金融審議会の報告書案は、こうした課題に対し、金商法の仕組みを活用して対応する方針を示した。証券取引等監視委員会に犯則調査権限を付与し、課徴金制度の対象とすることで、違反行為への実効的な対処を可能にする。悪質なインサイダー取引に対しては課徴金の引き上げも検討されている。

市場関係者からは、規制の明確化により機関投資家や法人マネーが参入しやすくなるとの期待の声が上がる一方、体制整備に伴うコスト増や新規参入のハードル上昇を懸念する声もある。業界団体の日本仮想通貨等取引業協会は、金商法移行に向けた組織体制の強化を進めており、2年間で職員数を倍増させる計画を明らかにしている。

2028年施行を視野に法制化へ

金融庁は今回の答申を踏まえ、2026年の特別国会に金融商品取引法の改正案を提出する考えだ。仮想通貨規制の見直しと地域金融機関強化策を含む関連法の改正案がそれぞれ提出される予定で、衆院選後の国会審議が焦点となる。

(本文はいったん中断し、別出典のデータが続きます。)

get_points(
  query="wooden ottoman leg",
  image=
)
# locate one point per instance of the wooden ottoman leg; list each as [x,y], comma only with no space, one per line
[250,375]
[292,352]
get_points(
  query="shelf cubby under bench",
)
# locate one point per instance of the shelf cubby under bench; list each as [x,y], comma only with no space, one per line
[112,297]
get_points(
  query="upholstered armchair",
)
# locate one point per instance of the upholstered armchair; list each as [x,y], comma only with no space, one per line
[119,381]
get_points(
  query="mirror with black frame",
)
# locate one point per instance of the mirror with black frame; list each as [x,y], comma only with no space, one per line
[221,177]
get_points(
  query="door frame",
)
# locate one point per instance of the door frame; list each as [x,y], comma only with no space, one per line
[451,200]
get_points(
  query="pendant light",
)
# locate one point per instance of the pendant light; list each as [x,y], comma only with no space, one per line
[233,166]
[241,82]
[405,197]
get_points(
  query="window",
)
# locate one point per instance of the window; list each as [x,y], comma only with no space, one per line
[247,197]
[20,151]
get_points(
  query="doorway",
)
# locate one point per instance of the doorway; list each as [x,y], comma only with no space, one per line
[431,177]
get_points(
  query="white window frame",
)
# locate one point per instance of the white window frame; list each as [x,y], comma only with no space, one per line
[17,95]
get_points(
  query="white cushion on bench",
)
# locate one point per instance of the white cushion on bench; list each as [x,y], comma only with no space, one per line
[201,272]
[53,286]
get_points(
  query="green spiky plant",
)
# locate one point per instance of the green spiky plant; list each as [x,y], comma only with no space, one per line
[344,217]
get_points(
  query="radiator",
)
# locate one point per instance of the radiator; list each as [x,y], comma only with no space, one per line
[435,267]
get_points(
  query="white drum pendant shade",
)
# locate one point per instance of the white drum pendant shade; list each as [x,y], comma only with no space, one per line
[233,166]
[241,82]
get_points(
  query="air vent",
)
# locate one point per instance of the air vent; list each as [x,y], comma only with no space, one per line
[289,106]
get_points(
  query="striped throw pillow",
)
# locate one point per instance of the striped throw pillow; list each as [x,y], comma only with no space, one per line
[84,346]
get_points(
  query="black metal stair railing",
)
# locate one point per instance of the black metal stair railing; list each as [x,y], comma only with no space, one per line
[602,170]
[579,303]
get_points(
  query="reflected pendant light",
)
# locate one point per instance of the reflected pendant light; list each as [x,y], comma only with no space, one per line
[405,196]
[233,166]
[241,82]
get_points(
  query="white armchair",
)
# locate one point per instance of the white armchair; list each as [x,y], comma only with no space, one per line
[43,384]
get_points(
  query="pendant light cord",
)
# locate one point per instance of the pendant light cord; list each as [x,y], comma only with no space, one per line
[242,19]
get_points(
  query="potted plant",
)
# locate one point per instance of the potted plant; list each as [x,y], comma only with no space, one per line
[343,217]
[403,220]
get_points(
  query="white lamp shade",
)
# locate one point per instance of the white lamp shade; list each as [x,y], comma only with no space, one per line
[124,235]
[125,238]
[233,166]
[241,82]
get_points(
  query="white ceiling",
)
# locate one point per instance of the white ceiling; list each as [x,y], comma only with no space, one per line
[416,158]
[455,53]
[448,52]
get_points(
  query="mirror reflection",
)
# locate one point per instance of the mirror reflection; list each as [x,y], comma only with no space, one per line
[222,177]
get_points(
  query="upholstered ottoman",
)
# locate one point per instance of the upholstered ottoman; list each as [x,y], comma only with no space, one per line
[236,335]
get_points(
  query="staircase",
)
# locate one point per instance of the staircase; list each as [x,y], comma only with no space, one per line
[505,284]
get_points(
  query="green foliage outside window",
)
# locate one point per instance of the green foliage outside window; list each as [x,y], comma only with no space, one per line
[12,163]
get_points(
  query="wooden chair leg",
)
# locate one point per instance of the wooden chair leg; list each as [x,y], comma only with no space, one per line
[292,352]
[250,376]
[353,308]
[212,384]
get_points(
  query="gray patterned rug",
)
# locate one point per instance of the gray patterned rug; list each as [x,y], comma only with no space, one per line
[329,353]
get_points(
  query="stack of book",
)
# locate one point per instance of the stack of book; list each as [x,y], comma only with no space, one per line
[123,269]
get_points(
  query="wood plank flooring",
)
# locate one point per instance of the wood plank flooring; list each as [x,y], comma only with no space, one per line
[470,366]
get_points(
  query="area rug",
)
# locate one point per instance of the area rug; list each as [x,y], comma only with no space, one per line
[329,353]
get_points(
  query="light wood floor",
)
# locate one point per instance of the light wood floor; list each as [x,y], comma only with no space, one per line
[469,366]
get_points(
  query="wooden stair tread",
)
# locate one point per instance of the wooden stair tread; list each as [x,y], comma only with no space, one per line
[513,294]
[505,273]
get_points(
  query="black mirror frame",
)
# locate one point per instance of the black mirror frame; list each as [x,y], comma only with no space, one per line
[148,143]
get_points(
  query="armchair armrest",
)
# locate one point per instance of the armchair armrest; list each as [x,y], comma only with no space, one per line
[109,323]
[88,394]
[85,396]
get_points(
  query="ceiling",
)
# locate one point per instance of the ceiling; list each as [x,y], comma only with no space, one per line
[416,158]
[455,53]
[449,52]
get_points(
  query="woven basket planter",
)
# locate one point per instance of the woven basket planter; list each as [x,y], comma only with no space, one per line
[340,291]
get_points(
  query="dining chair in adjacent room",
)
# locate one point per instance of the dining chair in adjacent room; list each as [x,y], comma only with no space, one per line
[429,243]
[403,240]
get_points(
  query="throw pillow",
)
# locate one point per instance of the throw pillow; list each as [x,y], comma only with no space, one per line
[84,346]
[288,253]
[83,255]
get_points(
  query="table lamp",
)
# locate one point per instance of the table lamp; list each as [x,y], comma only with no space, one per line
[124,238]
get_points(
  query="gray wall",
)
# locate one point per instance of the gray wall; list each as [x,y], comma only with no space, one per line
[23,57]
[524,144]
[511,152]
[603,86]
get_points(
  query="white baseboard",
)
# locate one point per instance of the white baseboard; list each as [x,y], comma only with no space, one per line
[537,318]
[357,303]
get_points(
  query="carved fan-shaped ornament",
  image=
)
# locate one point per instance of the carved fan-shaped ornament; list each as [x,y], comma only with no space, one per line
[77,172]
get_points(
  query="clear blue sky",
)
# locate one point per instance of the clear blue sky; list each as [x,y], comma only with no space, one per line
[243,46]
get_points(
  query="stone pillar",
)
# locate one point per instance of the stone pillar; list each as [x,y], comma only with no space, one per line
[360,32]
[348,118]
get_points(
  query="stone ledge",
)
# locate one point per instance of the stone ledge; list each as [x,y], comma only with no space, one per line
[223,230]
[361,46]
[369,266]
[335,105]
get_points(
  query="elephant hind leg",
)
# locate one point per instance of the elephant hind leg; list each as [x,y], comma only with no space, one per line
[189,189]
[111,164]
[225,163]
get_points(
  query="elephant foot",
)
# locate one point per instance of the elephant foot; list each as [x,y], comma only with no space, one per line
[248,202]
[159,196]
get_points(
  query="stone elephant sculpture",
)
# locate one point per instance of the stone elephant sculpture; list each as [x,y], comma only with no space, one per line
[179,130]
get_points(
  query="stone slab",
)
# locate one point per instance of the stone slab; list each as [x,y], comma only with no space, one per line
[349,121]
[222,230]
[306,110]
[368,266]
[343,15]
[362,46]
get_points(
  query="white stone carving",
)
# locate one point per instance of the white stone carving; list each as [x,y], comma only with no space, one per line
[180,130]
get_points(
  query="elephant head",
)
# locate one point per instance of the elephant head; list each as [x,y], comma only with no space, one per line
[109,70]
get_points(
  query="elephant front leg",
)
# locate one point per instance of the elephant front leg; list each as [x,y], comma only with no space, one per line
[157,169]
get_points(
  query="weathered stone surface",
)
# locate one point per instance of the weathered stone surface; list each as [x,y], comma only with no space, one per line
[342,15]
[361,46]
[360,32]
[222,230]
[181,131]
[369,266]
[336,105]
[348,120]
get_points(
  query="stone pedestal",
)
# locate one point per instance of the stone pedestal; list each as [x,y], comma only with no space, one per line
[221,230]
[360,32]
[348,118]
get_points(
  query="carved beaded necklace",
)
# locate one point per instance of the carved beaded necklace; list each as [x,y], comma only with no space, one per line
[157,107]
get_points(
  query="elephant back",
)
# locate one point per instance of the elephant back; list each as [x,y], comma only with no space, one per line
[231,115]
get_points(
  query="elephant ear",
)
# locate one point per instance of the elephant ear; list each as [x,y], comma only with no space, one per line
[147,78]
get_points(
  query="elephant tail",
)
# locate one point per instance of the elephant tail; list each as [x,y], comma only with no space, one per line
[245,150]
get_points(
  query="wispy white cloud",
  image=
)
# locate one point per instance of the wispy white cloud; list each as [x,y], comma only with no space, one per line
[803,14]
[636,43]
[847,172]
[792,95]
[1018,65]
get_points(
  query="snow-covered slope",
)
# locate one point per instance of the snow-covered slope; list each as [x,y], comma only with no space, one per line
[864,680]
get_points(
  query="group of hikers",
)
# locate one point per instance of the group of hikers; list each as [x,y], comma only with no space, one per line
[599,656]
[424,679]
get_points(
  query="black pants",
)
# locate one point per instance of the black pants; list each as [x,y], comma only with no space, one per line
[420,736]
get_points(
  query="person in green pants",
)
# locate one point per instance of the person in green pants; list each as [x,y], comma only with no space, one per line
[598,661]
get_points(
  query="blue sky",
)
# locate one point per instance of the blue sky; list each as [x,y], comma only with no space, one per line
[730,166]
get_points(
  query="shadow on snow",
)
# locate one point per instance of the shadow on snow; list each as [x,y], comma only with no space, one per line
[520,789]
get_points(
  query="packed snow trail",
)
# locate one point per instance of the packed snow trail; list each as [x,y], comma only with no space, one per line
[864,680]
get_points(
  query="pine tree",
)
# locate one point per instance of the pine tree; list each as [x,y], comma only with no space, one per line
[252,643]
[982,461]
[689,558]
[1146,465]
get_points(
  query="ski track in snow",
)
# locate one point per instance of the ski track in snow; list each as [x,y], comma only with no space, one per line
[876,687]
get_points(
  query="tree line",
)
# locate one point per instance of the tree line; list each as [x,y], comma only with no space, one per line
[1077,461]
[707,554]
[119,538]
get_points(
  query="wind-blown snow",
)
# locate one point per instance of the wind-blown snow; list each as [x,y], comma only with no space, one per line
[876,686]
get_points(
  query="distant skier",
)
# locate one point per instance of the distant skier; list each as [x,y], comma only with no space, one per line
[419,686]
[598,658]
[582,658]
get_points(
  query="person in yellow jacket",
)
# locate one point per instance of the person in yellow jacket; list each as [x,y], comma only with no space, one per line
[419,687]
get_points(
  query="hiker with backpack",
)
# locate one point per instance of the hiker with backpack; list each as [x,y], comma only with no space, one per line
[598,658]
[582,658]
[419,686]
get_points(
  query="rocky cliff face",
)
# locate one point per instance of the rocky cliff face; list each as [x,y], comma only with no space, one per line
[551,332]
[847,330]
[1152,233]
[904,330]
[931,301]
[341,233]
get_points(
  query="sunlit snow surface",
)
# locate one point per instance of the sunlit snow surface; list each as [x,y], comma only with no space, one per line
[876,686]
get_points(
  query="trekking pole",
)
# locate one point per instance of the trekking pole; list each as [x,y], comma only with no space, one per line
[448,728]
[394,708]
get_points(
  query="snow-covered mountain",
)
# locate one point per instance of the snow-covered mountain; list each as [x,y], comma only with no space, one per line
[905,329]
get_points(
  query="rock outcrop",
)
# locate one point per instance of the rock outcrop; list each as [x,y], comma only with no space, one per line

改正法の施行時期は2028年1月を見込んでおり、施行までの約2年間で仮想通貨取引業者や自主規制機関の体制整備を強化する必要がある。具体的には、自主規制団体における審査体制の強化と審査基準の厳格化を完了させることが前提条件となる。施行後は国内の仮想通貨市場が従来より厳格な金融商品市場として運営されることになる。金融庁はこれまで「イノベーションを阻害せず利用者保護を確保する制度設計が重要」との姿勢を示してきた。

国際的には、欧州で仮想通貨市場規制が施行され、米国でもビットコイン現物ETFが承認されるなど、仮想通貨を金融商品として位置づける動きが加速している。日本の今回の制度改正は、こうした国際的な規制整備の流れに沿ったものといえる。今後は国会審議の行方や、具体的な運用ルールの策定が焦点となり、仮想通貨市場の信頼性向上と健全な発展が期待される。